All data provider’s data and metadata is attributed to the data provider’s organisation, and not to a particular user. The genomic data (files) are retained at the storage of the data provider. The GDI node system is granted permission to access the storage and read/share the files according to the approved data-access flow. The GDI node system only collects dataset attributes for exposing national data catalogue to the User Portal. In addition, it collects genomic data properties for responding to Beacon Network requests.

Genomic data (human full-genomes) is defined through one or more datasets that can be updated and extended over time. However, the datasets must be fixed periodically, therefore, these snapshots are defined as versions of the dataset. The stored personal metadata is kept minimal: pseudonym for the individual, bio-sample ID, person’s age during the sample collection, sex, and ethnicity. In future, it should be possible to combine the genomic data with health data from other registries. The system also collects metadata about the sequencing and data-derivation process.

It is important to note that bioinformatics has various data formats, each with a different precision and purpose.

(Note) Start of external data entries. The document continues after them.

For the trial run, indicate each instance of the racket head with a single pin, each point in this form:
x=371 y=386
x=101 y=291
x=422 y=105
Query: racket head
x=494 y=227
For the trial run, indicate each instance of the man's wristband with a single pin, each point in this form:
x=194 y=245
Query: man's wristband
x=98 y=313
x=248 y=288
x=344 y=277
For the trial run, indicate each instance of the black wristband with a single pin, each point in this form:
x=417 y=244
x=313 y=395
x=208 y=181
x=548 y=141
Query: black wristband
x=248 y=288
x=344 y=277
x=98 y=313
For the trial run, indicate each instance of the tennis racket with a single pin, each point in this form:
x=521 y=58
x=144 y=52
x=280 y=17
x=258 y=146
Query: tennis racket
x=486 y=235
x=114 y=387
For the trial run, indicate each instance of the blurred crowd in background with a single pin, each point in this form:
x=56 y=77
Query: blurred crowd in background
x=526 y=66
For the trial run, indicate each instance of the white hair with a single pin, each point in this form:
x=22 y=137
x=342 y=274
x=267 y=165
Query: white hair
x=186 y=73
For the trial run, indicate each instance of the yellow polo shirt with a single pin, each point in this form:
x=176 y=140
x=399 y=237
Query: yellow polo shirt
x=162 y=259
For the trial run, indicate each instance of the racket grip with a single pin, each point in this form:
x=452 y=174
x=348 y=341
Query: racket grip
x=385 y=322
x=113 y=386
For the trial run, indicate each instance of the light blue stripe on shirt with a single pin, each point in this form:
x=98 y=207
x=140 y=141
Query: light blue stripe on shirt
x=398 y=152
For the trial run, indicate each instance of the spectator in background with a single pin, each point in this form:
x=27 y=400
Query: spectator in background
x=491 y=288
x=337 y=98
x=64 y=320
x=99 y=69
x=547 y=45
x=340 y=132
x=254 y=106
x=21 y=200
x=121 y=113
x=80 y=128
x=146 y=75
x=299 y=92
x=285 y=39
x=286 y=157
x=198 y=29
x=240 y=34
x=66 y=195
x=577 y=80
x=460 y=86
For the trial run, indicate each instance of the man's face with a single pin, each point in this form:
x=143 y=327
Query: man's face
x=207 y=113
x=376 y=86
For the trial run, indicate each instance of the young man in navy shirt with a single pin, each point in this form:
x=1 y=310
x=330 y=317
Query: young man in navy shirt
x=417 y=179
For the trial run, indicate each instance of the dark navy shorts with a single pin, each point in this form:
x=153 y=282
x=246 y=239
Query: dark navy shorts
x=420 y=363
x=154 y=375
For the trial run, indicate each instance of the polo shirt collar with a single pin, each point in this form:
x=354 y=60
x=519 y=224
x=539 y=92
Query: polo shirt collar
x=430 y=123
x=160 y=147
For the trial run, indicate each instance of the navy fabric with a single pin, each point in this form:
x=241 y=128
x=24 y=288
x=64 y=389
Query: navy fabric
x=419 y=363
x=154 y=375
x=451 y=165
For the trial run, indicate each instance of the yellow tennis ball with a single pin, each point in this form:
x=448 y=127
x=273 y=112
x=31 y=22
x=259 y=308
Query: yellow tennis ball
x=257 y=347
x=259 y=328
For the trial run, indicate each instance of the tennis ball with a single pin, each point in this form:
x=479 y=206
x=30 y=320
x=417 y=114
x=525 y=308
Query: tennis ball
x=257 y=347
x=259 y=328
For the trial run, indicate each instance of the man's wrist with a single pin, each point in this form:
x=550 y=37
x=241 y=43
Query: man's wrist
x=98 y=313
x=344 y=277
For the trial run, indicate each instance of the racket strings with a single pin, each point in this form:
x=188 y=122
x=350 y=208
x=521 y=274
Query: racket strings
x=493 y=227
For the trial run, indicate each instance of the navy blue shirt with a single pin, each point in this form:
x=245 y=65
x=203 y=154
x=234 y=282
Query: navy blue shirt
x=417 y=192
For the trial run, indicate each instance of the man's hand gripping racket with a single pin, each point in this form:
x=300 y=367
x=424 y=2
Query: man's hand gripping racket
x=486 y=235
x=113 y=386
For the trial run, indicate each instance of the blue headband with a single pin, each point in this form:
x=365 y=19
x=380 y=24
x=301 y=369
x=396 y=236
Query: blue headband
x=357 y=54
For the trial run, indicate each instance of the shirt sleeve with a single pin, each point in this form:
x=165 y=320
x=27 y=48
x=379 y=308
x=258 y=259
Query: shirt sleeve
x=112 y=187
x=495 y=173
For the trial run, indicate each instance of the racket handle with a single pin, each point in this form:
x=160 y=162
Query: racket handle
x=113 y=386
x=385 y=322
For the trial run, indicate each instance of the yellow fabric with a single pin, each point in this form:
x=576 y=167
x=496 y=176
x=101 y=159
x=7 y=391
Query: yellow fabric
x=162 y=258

Therefore, a GDI node should be tolerant to different the file formats. However, the system is expected to have special support for BAM, CRAM, VCF, and BCF files for filtering specific reads or variants. The system should accept multiple individuals per file, as long as the system can filter the individual’s data from the file.

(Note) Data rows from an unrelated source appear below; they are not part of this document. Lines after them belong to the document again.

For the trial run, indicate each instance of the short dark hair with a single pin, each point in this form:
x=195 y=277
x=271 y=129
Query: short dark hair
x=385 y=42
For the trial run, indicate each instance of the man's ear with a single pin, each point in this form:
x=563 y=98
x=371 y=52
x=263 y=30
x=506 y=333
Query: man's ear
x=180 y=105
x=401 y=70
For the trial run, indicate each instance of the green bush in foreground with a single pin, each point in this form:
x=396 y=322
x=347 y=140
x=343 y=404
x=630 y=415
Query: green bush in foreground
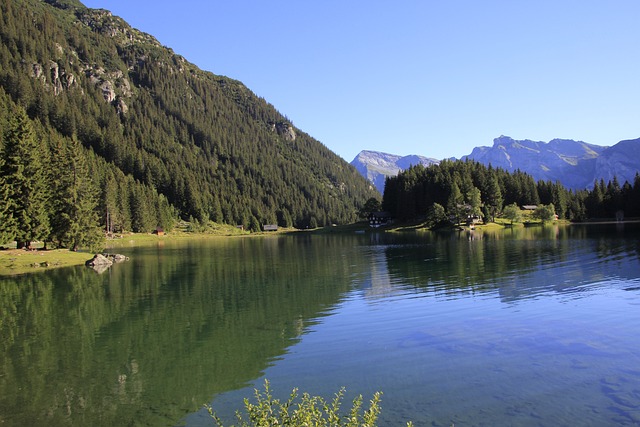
x=306 y=411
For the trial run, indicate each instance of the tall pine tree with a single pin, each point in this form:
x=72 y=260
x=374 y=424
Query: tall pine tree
x=25 y=193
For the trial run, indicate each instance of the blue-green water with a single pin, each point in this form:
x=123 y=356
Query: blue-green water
x=534 y=326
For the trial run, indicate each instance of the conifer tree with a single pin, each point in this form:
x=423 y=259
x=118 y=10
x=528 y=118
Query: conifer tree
x=75 y=219
x=25 y=191
x=494 y=197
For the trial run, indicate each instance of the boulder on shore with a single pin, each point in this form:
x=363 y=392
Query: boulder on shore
x=99 y=259
x=101 y=262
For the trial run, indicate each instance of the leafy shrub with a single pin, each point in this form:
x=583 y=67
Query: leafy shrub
x=305 y=410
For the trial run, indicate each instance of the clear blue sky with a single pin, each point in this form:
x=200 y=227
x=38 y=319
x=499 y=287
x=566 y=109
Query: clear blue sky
x=435 y=78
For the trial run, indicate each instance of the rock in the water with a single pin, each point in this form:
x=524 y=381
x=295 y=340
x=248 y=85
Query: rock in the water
x=99 y=259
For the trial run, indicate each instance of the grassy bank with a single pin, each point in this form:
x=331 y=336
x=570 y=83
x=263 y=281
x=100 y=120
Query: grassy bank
x=19 y=261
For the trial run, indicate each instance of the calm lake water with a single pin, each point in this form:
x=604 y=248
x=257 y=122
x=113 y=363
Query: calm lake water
x=524 y=327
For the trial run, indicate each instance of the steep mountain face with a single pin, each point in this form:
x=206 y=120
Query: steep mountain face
x=206 y=142
x=575 y=164
x=376 y=166
x=621 y=160
x=570 y=162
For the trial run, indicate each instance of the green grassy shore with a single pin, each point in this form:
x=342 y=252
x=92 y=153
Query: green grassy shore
x=19 y=261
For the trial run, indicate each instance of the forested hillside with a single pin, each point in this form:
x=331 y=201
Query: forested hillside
x=158 y=137
x=465 y=189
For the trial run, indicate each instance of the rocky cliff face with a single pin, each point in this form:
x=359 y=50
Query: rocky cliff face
x=621 y=160
x=575 y=164
x=376 y=166
x=568 y=161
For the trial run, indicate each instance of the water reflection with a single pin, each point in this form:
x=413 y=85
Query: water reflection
x=518 y=263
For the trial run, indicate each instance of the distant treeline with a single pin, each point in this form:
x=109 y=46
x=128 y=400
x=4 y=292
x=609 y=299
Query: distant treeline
x=468 y=187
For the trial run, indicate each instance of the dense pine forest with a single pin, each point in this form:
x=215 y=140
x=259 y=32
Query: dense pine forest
x=104 y=128
x=465 y=189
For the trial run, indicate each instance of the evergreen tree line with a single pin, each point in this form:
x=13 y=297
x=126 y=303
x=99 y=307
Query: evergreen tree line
x=460 y=189
x=207 y=143
x=54 y=190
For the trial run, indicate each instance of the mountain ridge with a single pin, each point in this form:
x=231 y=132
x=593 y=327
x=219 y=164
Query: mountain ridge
x=377 y=166
x=206 y=142
x=575 y=164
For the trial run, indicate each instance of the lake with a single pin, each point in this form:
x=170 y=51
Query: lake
x=531 y=326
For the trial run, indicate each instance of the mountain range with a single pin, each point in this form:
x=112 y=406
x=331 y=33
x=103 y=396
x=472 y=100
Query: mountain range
x=146 y=116
x=575 y=164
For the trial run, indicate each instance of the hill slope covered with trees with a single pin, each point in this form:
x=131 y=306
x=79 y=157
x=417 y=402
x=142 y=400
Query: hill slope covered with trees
x=157 y=137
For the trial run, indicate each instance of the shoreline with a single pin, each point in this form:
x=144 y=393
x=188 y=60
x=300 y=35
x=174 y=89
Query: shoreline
x=14 y=262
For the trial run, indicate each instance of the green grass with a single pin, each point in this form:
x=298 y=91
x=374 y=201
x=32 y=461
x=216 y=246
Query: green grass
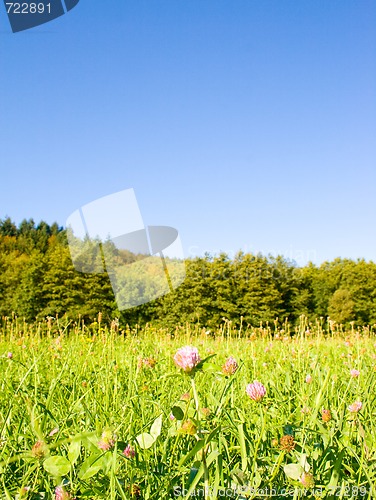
x=65 y=385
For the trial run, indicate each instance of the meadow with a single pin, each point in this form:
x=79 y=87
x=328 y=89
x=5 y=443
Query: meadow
x=97 y=412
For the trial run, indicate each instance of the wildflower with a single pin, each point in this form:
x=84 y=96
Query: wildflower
x=307 y=480
x=205 y=411
x=188 y=427
x=187 y=358
x=326 y=416
x=62 y=494
x=23 y=492
x=146 y=362
x=287 y=443
x=39 y=450
x=107 y=440
x=129 y=451
x=256 y=391
x=355 y=407
x=230 y=367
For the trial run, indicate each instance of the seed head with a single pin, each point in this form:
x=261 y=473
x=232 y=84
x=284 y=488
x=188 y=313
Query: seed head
x=39 y=450
x=187 y=358
x=107 y=440
x=287 y=443
x=129 y=451
x=307 y=480
x=326 y=415
x=62 y=494
x=256 y=391
x=188 y=427
x=355 y=407
x=230 y=367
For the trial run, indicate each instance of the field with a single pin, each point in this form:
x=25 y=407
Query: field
x=101 y=413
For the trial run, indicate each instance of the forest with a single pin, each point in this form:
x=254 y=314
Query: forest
x=38 y=280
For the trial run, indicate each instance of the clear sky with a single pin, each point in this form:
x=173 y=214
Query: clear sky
x=246 y=124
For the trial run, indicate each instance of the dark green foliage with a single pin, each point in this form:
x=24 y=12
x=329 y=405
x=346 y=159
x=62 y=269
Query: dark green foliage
x=37 y=279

The GDI nodes should also consider the rights of individuals to opt-out from data-sharing, or opt-in again. This process is to be supported by data-providers who can make the changes in the system. However, this change only affects future research cohorts, and not the ones where the data has been already shared to researchers.

To summarise, local GDI nodes may have many roles to support the general GDI process at local level:

  1. Help-desk: manage organisations, members, and permissions.
  2. Data Providers:
    • manage their organisation, members, and permissions,
    • register and manage the visibility of their genomic datasets,
    • can veto data-access requests,
    • can approve or reject SPE data export requests.

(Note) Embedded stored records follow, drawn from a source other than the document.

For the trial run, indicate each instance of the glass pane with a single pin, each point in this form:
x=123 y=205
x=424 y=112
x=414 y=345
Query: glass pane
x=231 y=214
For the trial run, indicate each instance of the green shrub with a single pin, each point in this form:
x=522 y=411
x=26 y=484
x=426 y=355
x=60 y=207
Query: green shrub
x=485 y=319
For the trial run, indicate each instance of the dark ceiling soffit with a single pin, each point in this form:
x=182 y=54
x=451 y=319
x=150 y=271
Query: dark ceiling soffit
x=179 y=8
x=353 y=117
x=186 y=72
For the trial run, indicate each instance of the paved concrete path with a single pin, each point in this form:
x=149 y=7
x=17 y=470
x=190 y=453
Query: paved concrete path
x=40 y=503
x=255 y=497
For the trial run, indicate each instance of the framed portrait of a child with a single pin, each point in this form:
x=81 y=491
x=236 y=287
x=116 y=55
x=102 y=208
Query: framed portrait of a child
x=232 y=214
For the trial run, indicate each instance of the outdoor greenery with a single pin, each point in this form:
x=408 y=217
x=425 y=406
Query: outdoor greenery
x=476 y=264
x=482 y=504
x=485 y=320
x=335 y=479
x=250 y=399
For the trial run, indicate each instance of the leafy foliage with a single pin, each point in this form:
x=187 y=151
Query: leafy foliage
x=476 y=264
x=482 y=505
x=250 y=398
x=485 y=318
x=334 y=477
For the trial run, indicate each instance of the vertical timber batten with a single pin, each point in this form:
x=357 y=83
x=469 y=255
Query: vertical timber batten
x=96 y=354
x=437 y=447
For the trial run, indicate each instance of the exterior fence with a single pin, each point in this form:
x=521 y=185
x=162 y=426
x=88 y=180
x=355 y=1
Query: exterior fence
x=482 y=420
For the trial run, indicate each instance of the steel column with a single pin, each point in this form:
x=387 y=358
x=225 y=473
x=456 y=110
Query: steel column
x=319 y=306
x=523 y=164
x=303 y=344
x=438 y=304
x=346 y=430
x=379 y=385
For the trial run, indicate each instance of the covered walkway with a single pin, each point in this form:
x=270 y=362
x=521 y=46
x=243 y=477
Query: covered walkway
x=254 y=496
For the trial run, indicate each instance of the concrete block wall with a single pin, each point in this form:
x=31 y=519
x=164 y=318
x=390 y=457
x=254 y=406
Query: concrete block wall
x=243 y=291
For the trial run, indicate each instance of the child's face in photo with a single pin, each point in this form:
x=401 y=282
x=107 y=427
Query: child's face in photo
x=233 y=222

On the technical side, local GDI nodes must

  1. expose their data catalogue to the User Portal
  2. expose their Beacon API to the Beacon Network
  3. enable secure dataset management for data providers
  4. provide secure processing environment (SPE) for an approved research.

Local GDI nodes may include their national trusted authentication services.

This architecture document explains the technical solution that supports the local GDI process described above. Note that the local GDI process itself is designed to support the general GDI process.

Quality Goals

The main requirements for the system are

  • security:
    • sensitive data must be protected (encryption, access-control, SPE);
    • access must be authorised (two-factor authentication);
    • actions must be logged for auditing;
  • cost-effectiveness
    • minimal costs for maintaining the system while the usage is low;
    • researchers may have to cover their SPE resource costs;
  • flexibility
    • support custom data-formats;
    • research data can be manually prepared for SPE;
    • permit inclusion of external databases and health data registries;
  • usability
    • simple enough to learn and navigate quickly;
    • the services can be accessed through common web browsers.

Stakeholders

Currently, following stakeholders have been identified:

  1. University of Tartu – data-processor of Estonian Biobank, also developing and operating the GDI node software.
    1. Institute of Genomics as one data-provider and a node manager
    2. High-Performance Computing Center (HPC) as the IT-service provider
    3. Institute of Computer Science as the system designer and developer
  2. Ministry of Social Affairs in Estonia – the main funder, also specifies the legal framework for the use of genomic and health data.
  3. TEHIK – IT service provider for national health-care information systems and clinical health-data.